Jack Wilmer, Deputy Chief Technology Officer for Enterprise Services, Defense Information Systems Agency, speaks during the Federal Innovation Summit 2014. (Rob Curtis/Staff)
As the Defense Department moves toward an enterprise-focused approach to its networks and IT, the Defense Information Systems Agency is taking on a growing role in maintaining cybersecurity. That role includes a range of programs, initiatives and measures, one of which includes the employment of Big Data analytics that help officials monitor network activity.
The use of cloud to comprehensively compile events and activities throughout military networks, and the analytics to make sense of all the raw data, comprises much of the mission within DISA’s Cybersecurity Situational Awareness Analytic Cloud, or CSAAC. The cloud compiles data coming in from sensors and Internet access points throughout DoD’s networks and data centers, fusing that information to monitor for any issues, events or anomalous behavior.
Not only does that fusion and analysis help defense officials get a better understanding of what’s happening on DoD networks at any given time, but the hope is that it will also create a sharper operational picture that can be shared among DoD partners—particularly as the military moves to the Joint Information Environment. It’s a capability that holds significant promise to benefit the military up and down the ranks and across the department, according to DoD officials.
Federal Times senior staff writer Amber Corrin recently sat down with DISA’s Jack Wilmer, deputy chief technology officer for enterprise services, on the sidelines of the Federal Innovation Summit held in Washington on July 22. Wilmer is helping build CSAAC into the watchful cloud capability that aims to improve DoD network security.
So what exactly is CSAAC and how does it work?

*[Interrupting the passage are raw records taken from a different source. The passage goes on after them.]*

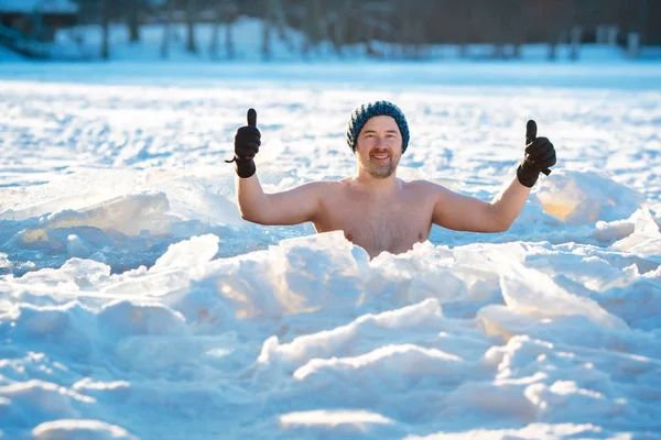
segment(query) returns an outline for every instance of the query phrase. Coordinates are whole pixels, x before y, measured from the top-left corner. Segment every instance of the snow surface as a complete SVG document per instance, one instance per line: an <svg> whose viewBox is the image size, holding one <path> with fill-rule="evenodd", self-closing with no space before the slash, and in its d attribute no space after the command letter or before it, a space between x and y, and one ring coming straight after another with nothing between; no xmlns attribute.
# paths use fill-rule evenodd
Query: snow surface
<svg viewBox="0 0 661 440"><path fill-rule="evenodd" d="M0 65L0 438L661 438L660 72ZM249 107L280 190L351 174L371 99L402 178L488 200L529 118L559 164L509 231L372 261L240 219Z"/></svg>

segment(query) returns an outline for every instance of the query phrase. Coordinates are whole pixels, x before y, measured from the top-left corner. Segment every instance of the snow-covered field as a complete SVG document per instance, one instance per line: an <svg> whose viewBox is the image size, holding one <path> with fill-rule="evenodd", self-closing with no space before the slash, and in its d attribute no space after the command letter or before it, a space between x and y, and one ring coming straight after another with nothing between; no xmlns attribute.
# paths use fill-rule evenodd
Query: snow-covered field
<svg viewBox="0 0 661 440"><path fill-rule="evenodd" d="M661 65L0 66L0 437L661 438ZM535 119L559 163L512 228L404 255L242 221L355 169L390 99L400 177L490 199Z"/></svg>

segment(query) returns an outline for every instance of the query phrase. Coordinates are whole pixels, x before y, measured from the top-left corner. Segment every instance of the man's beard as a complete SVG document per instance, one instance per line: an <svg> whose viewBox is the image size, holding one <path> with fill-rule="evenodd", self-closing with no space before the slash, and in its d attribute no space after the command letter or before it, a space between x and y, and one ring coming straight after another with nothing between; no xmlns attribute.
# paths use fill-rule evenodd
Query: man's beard
<svg viewBox="0 0 661 440"><path fill-rule="evenodd" d="M392 176L394 170L397 169L397 164L392 162L392 156L390 156L390 161L388 163L379 165L371 157L369 162L362 166L362 168L369 173L370 176L375 178L387 178Z"/></svg>

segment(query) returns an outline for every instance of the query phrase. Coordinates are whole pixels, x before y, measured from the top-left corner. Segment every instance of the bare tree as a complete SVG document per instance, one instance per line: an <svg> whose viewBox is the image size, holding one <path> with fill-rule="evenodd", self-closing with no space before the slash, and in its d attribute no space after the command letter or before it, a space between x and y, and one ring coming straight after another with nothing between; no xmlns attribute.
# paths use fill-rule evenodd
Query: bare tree
<svg viewBox="0 0 661 440"><path fill-rule="evenodd" d="M134 43L140 41L140 24L138 20L140 13L140 0L128 0L128 2L127 24L129 26L129 41Z"/></svg>
<svg viewBox="0 0 661 440"><path fill-rule="evenodd" d="M344 0L337 12L333 14L333 45L337 55L342 56L342 50L347 41L347 29L351 0Z"/></svg>
<svg viewBox="0 0 661 440"><path fill-rule="evenodd" d="M234 58L234 36L232 36L232 24L236 20L238 12L237 4L234 0L223 0L216 3L216 23L212 34L212 44L209 46L209 54L212 57L218 56L218 40L220 33L220 24L225 25L225 52L227 58Z"/></svg>
<svg viewBox="0 0 661 440"><path fill-rule="evenodd" d="M110 58L110 0L101 0L101 58Z"/></svg>
<svg viewBox="0 0 661 440"><path fill-rule="evenodd" d="M161 44L161 57L170 55L170 42L172 40L172 16L174 15L174 0L165 0L163 4L163 41Z"/></svg>
<svg viewBox="0 0 661 440"><path fill-rule="evenodd" d="M197 45L195 44L195 21L196 21L196 1L186 0L186 51L196 54Z"/></svg>

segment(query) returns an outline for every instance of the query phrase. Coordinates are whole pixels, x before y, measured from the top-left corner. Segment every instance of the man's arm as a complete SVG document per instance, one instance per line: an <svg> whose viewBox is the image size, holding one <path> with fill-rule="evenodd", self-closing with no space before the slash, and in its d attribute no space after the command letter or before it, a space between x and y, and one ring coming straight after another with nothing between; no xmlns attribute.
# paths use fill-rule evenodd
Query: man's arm
<svg viewBox="0 0 661 440"><path fill-rule="evenodd" d="M237 176L237 201L243 220L259 224L285 226L313 221L318 212L325 183L301 185L283 193L266 194L253 175Z"/></svg>
<svg viewBox="0 0 661 440"><path fill-rule="evenodd" d="M313 221L317 215L324 183L312 183L284 193L264 194L253 157L259 153L261 133L257 129L257 111L249 109L248 125L235 136L234 162L237 201L241 218L259 224L299 224Z"/></svg>
<svg viewBox="0 0 661 440"><path fill-rule="evenodd" d="M517 177L490 204L434 186L436 201L432 222L456 231L507 231L525 205L540 173L548 176L553 165L553 144L546 138L537 136L537 123L530 120L525 127L525 155L517 168Z"/></svg>
<svg viewBox="0 0 661 440"><path fill-rule="evenodd" d="M434 185L436 202L432 222L455 231L502 232L521 212L530 188L514 177L491 202L453 193Z"/></svg>

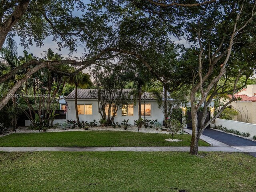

It’s a big data solution, so what CSAAC does it take all these piles of data — the information we get from the Internet access points, the information we get from our sensors within the data centers, all the way up to the servers themselves — and dumps it into basically one solution that we can then run analytics across.
CSAAC exists on our networks now, fusing the information. We’re also standing it up inside of our data centers. We get lots of information from lots of different sensors. Everything on the DoD network, we’re monitoring; every time you log into the DoD network you have to click the banner to accept to being monitored. So what CSAAC does is it takes information from all the various sensors across the department.
You may notice a network anomaly somewhere, say a high spike in utilization in some devices. But if you’re only focused on that specific event, you might miss some correlating events elsewhere in the network or higher up the stack.
The ability to bring the analytics together — the logs from applications tied in with network defenses, etc. — and then run the analytics across that allows you to really understand and have a better picture of what’s really going on and what folks are trying to do as it pertains to our network.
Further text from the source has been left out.